Sound, Complete and Minimal UCQ-Rewriting for Existential Rules

Tracking #: 569-1775

Authors: 
Melanie Konig
Michel Leclere
Marie-Laure Mugnier
Michaël Thomazo

Responsible editor: 
Guest Editors RR2013 Special Issue

Submission type: 
Full Paper
Abstract: 
We address the issue of Ontology-Based Data Access, with ontologies represented in the framework of existential rules, also known as Datalog+/-. A wellknown approach involves rewriting the query using ontological knowledge. We focus here on the basic rewriting technique which consists of rewriting the initial query into a union of conjunctive queries. First, we study a generic breadth-first rewriting algorithm, which takes as input any rewriting operator, and define properties of rewriting operators that ensure the correctness of the algorithm. Then, we focus on piece-unifiers, which provide a rewriting operator with the desired properties.
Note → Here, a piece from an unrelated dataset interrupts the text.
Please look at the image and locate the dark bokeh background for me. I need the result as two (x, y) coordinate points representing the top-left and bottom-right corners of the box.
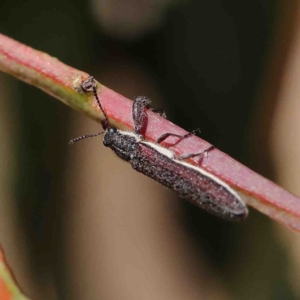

Finally, we propose an implementation of this framework and report some experiments.
Full PDF Version: 
Tags: 
Reviewed

Decision/Status: 
Major Revision

Solicited Reviews:
Click to Expand/Collapse
Review #1
By Giorgio Orsi submitted on 15/Jan/2014
Suggestion:
Minor Revision
Review Comment:

The paper addresses the problem of conjunctive query answering under Datalog rules with existential quantifiers, also known as tuple-generating dependencies (TGDs). The technique adopted for query answering is by backward-chaining rewriting of the conjunctive queries given as input w.r.t. TGDs of the theory. The class of TGDs considered has the property of being a finite-unification sets (FUS), while the target language for the rewriting is that of unions of conjunctive queries (UCQs).

The problem of conjunctive query answering under constraints is a well-known and long-standing problem in knowledge representation and database theory. It is suited for the semantic-web journal.

In my opinion, the main contributions of this work are:

- A sound and complete rewriting algorithm for conjunctive query answering under FUS of TGDs.
- The formal definition of the concept of rewriting operator and associated properties such as prunability.
- The formal definition of some useful properties of a rewriting sets such as covering and minimality.
- The proof that the rewriting operator (based on piece unifiers) used in the proposed algorithm guarantees soundness, completeness, and minimality.

General Comments:

The paper is, in my opinion technically sound and the results are relevant to the semantic-web and database communities. I believe that the paper can be accepted provided that the following comments are addressed.

In the discussion of the related work at page two, some related work is missing. Among the forward-chaining approaches, the work of [2] is not discussed. Also, among the Datalog rewriting techniques [3] is missing. I would substitute [VSS12] with [4].

Page 2, 3rd paragraph. “While previously cited work focuses on specific rule sublanguages, we consider general existential rules.” —> The work of [5,6,GOP11] also work for general existential rules. In particular, in [6,GOP11] the optimisation techniques are specific to a restricted class of TGDs while the rewriting algorithm is not. The foundational work of [5], also has a notion of minimality and works for a generic class of TGDs and equality-generating dependencies (EGDs).

It would be really helpful to understand the relationship between fus and fo-rewritability. It would be an interesting result to know whether they are equivalent notions or not.

It would be helpful to relate the notion of minimality used in this paper with the one of [5].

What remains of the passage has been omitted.